In January, the lab obtained a $600,000 machine that has the computing ability to sequence the entire human genome in a couple of years. It will be used for high-priority projects within the joint BASF pipeline or in other areas of Monsanto's research.

A plant fungus, which on older equipment could have been sequenced in two years, can be genetically fingerprinted in a week.

"We're going to use this to really push us to the cutting edge and help keep us ahead of the competition," said genomics lead Pat Ouimet, eyeing the machine like a proud parent.

Once sequenced, BASF's genes are cloned and added to an agrobacterium that is used to transfer it to a crop plant. The first transfers were complete in less than a month.

"That's a record. That just goes to show how enthusiastic both of these companies are about this," Padgette said.
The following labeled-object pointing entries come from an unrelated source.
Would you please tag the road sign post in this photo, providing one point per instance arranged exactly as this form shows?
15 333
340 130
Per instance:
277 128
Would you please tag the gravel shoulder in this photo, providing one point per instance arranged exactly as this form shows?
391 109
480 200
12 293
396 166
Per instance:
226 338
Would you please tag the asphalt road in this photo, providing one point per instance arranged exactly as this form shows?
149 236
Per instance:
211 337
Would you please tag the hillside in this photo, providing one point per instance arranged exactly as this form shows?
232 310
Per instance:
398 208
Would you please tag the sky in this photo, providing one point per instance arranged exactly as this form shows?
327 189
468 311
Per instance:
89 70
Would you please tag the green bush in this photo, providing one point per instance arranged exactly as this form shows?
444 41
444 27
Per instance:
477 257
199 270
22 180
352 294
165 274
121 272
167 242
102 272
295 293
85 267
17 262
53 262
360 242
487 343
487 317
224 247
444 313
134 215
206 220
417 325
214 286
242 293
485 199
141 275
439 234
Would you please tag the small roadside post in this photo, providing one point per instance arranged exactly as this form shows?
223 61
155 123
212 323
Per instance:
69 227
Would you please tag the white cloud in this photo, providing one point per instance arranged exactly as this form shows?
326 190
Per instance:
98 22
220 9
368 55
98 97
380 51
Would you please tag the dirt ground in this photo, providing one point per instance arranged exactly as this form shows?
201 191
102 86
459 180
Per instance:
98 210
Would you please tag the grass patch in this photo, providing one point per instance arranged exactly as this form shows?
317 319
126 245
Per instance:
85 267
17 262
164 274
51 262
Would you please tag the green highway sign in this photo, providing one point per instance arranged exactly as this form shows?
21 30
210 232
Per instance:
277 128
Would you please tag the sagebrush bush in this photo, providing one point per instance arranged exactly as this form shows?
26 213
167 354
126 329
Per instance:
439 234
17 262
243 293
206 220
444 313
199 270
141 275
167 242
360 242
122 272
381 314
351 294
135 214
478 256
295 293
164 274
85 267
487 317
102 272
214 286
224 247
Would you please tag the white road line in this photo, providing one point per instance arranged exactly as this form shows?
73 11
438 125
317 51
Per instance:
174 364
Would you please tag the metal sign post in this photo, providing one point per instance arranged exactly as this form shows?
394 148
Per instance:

Test seeds then are planted in field plots to check a plant's performance. A complicated data analysis is used to select the most promising candidates for advancing in the pipeline.

The goal of Monsanto and BASF is to stack multiple genes in a single seed, adding several benefits at once: the ability to kill destructive pests, withstand applications of herbicide, survive in dry or nitrogen-deficient soil, and, most importantly, yield the greatest amount of corn, soybeans, corn or canola per acre.

In the end, analysts expect the best-yielding, stress-performing seeds on the market to be billion-dollar blockbusters.

"Yield and stress are where it's at in the ag business," Fraley said. "The grower wants as much technology as we can put into that seed."